Anton Diffring
Anton Diffring was a character actor who worked continuously in motion pictures due to his aristocratic face and cool, clipped diction, making him ideal for typecasting in British and later American motion pictures as Nazis and other vile, despicable characters. What was ironic about his typecasting as a Nazi is that Diffring, born in Koblenz, Germany, on October 20, 1916, fled Nazi Germany in 1939.
He was the son of Bertha (Diffring) and Solomon/Samuel Pollack, a Jewish shop owner. He was born into a family that boasted generations of actors, and studied drama in Berlin and Vienna. At the outbreak of World War II, he fled Germany and wound up in Canada, where he was interned as an enemy alien for the duration of the war. It was in Canada where he began his acting career after World War II, working primarily there and in the US before moving to Britain in 1950.
He became popular playing Nazis in the postwar period, as the British film industry turned out film after film about the war, which created a great demand for actors who could convincingly play Nazis, the nastier the better. Diffring could play nasty, and his career as a character actor soared. He was still going at it in the 1960s, when he began appearing in American and international co-productions as German soldiers from both WW I and WW II, including The Blue Max (1966), Counterpoint (1967) and that Turner Network Television staple, Where Eagles Dare (1968). He was still going at it in the 1970s and 1980s, as he continued a nearly 40-year-long acting career that was terminated only by his death.
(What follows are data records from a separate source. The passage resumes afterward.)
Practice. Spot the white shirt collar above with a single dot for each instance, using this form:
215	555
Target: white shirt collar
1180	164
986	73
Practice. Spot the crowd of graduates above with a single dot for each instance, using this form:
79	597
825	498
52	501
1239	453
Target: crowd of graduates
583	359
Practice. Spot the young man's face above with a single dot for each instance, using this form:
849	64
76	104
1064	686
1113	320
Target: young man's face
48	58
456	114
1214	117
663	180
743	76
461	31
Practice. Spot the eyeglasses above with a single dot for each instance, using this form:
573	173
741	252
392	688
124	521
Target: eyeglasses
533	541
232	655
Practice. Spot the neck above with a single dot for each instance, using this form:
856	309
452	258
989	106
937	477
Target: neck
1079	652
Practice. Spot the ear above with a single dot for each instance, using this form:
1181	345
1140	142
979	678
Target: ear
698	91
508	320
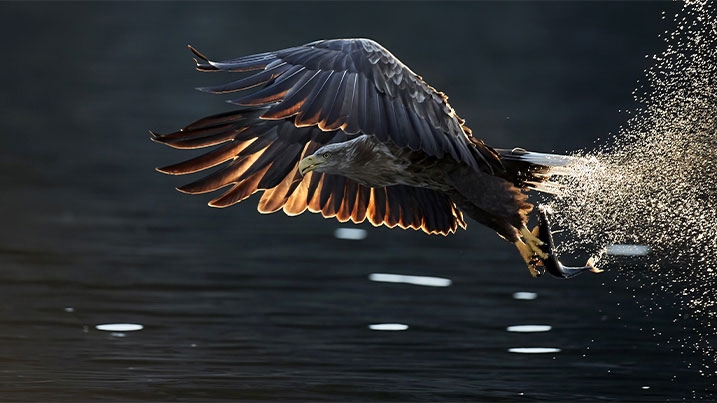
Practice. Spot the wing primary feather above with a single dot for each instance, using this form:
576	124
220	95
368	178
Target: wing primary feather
295	98
238	192
247	82
376	211
274	91
205	161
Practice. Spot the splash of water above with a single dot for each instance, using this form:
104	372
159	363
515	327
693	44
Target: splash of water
656	183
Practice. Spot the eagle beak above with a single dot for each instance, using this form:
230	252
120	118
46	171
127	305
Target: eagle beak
310	163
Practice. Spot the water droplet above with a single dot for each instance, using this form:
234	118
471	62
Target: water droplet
534	350
354	234
525	295
407	279
388	326
119	327
529	328
627	250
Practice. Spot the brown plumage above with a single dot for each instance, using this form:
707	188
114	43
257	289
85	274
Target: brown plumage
343	128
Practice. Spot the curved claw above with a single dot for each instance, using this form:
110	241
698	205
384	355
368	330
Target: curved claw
552	263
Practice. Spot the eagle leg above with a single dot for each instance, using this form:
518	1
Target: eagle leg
551	262
530	258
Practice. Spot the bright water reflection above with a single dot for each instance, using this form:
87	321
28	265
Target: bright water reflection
408	279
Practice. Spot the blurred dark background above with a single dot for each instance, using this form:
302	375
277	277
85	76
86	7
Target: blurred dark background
240	305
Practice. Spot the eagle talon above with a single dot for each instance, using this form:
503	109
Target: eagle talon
551	262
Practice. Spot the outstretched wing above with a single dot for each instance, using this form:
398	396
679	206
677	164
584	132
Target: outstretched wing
263	155
319	93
He was a much better actor than most of his roles required. Diffring broadened his range as an actor with stage and television work, but the movies continually beckoned, as casting agents were hooked on him when it came to Nazi roles. It was that face that did it; it was both his blessing and his curse. He had the light hair, the piercing blue eyes and the chiseled face of the haughty aristocrat, the German Junker, but it was a face that could telegraph much in the few seconds that was the average shot of a motion picture. As a character actor, he got much done with less (time).
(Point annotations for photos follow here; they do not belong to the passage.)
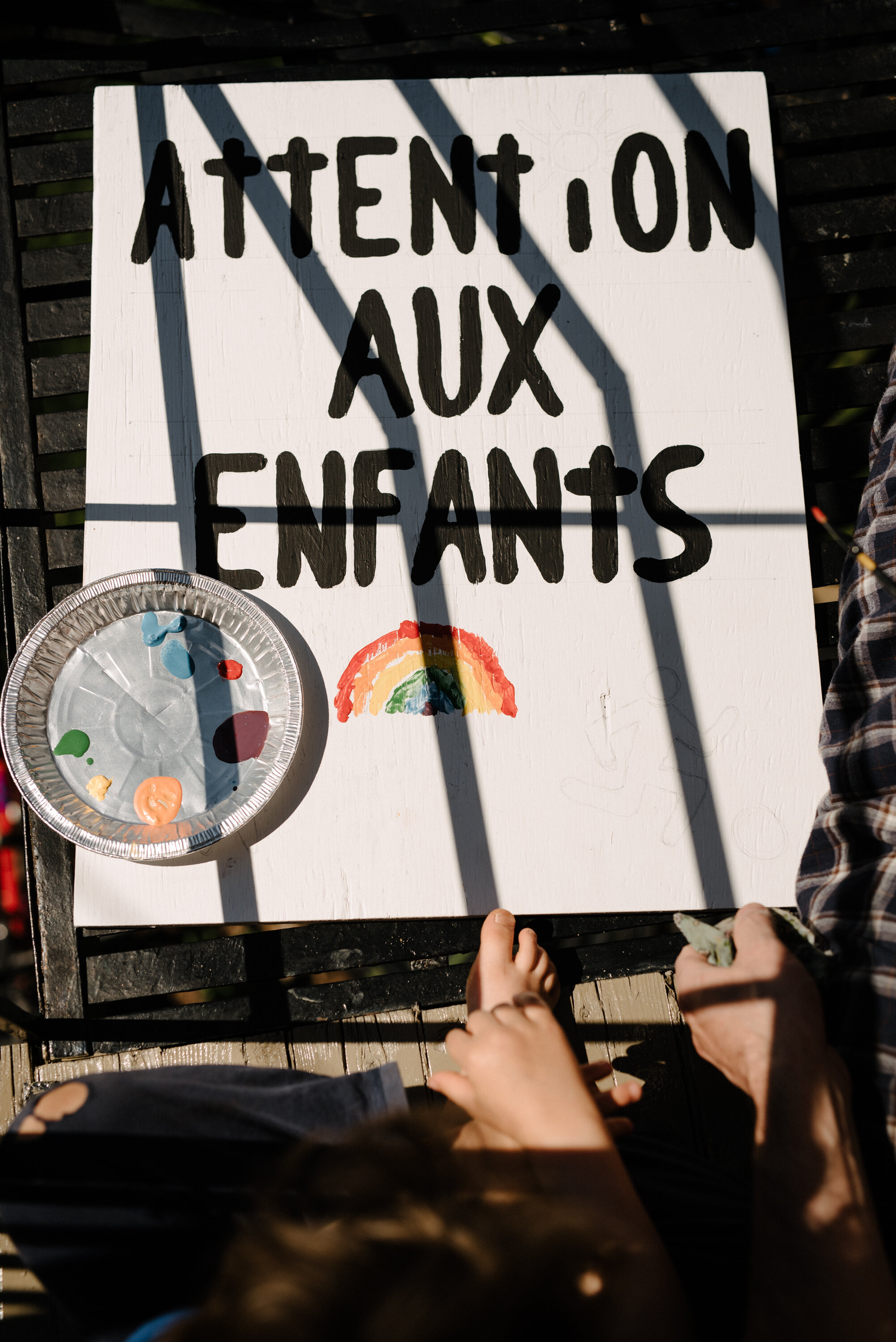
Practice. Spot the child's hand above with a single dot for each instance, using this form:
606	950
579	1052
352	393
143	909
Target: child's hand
519	1075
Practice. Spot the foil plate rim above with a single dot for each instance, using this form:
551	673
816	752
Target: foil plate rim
147	851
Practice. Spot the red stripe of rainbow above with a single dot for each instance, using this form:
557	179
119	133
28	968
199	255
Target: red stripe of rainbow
484	655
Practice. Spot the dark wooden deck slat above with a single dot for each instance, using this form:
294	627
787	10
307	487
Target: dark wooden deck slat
840	221
58	320
62	433
72	212
841	388
318	948
61	376
852	170
847	273
844	447
50	116
22	72
65	492
53	266
863	328
837	120
439	985
66	161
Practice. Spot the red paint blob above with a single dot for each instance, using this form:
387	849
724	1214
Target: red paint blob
241	737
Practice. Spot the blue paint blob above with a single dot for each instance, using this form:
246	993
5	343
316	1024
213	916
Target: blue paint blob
178	661
155	633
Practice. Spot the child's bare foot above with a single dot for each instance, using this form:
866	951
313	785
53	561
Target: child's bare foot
497	976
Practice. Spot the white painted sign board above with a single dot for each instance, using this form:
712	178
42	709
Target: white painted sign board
621	709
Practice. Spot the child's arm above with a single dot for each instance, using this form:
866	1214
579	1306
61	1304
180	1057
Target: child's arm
519	1078
819	1266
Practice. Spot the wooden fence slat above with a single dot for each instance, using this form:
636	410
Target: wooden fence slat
66	161
317	1049
69	214
837	120
54	115
628	1023
368	1045
65	431
839	221
225	1053
860	328
61	375
65	490
435	1023
836	388
70	1069
58	320
266	1050
851	170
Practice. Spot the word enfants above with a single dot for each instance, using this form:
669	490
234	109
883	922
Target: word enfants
513	516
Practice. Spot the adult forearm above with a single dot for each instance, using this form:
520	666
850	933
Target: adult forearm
819	1266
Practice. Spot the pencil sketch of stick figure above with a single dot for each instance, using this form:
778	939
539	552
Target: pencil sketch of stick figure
624	743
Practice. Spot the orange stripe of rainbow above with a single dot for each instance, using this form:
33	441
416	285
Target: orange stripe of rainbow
375	671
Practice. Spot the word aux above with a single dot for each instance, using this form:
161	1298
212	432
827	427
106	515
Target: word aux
167	204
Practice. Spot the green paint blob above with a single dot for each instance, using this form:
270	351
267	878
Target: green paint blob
427	692
74	743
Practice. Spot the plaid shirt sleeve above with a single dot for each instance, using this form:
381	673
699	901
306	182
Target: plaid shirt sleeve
847	883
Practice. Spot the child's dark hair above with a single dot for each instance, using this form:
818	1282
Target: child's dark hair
388	1236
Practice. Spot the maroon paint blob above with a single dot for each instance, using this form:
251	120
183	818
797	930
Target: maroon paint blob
241	737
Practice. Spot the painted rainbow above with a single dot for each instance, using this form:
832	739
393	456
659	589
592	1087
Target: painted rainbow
425	669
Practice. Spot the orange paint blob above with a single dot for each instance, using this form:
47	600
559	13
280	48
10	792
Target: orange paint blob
159	800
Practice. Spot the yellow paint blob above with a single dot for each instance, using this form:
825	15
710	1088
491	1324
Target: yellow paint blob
159	800
98	787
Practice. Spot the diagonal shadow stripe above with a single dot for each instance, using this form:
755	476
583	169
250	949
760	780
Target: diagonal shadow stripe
599	361
179	390
312	277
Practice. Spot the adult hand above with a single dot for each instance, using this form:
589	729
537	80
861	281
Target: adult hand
519	1077
758	1016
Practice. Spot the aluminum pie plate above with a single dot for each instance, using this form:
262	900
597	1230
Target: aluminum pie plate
86	669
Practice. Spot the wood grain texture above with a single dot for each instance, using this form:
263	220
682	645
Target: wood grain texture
266	1051
46	215
368	1045
61	376
435	1023
66	431
837	120
629	1023
70	1069
15	1079
57	951
65	161
226	1053
55	266
317	1049
839	221
50	116
840	387
843	274
64	490
862	328
848	171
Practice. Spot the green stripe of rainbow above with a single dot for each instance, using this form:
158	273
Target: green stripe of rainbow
375	671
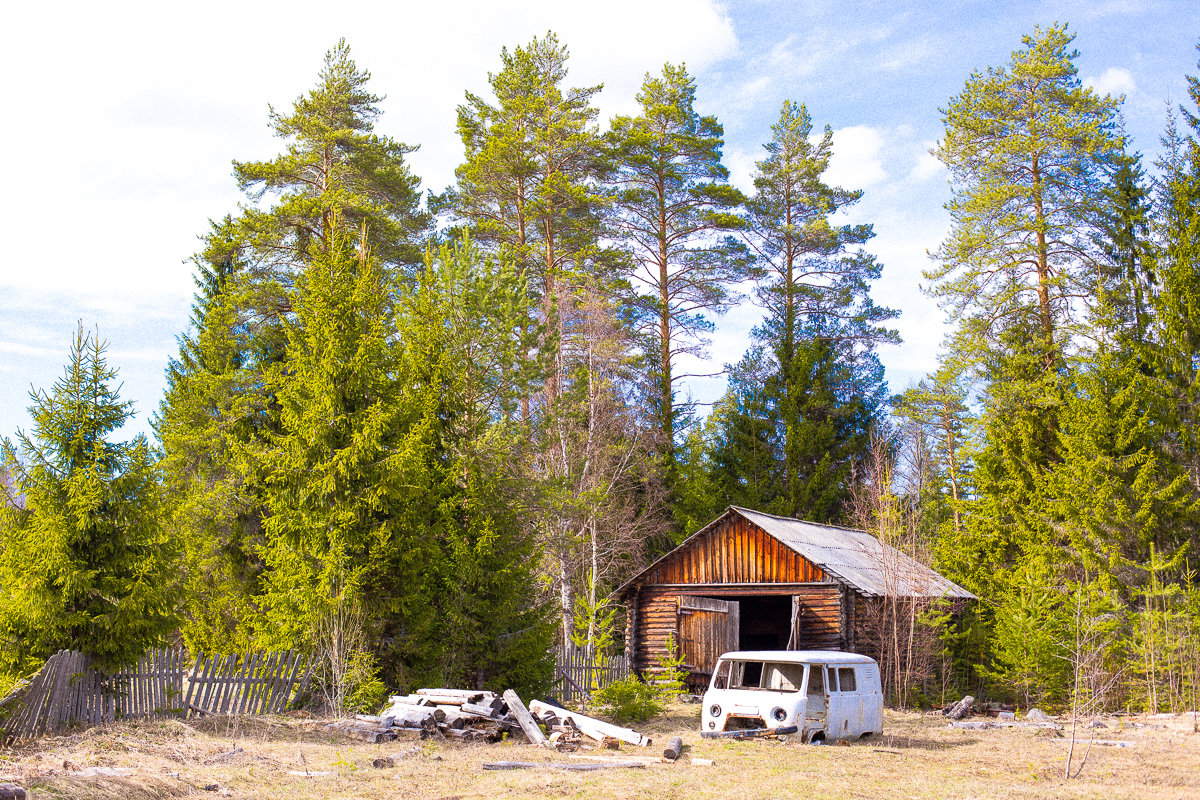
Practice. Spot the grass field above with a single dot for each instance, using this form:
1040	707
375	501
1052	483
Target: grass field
294	758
In François Truffaut's Fahrenheit 451 (1966) he was cast in all likelihood as a counterpart to the Austrian actor Oskar Werner, so that Werner's own Teutonicness in the English setting wouldn't be as arch. He excelled as Werner's nemesis, as he could create a mood or signal an entire story line with just a look; dialog didn't matter (he likely would have been a superstar in silent films, when it was "the faces" that mattered).
Diffring tried to break out of those silken villain roles, moving to Rome in 1968, but producers turned to him again and again to fill their needs for a foreign heavy. He appeared as one of the most infamous Nazis of all, Adolf Hitler's hangman Reinhard Heydrich, in Operation: Daybreak (1975), and as Hitler's foreign minister Joachim von Ribbentrop in the American mini-series The Winds of War (1983). It made him a good living and it made him known, even if it did not fulfill his artistic ambitions.
What made his career such a success in terms of its longevity and fecundity was that Diffring was an actor who was enjoyable to watch. From Jack Clayton's I Am a Camera (1955) to Terence Fisher's The Man Who Could Cheat Death (1959), from Samuel Fuller's Tatort: Tote Taube in der Beethovenstraße (1972) to Ken Russell's Valentino (1977), Diffring gave memorable performances, sandwiched in with all the Nazi heavies one career could possibly bear.
Anton Diffring died at his home in Chateauneuf-de-Grasse, France, on May 20, 1989. He was 72 years old.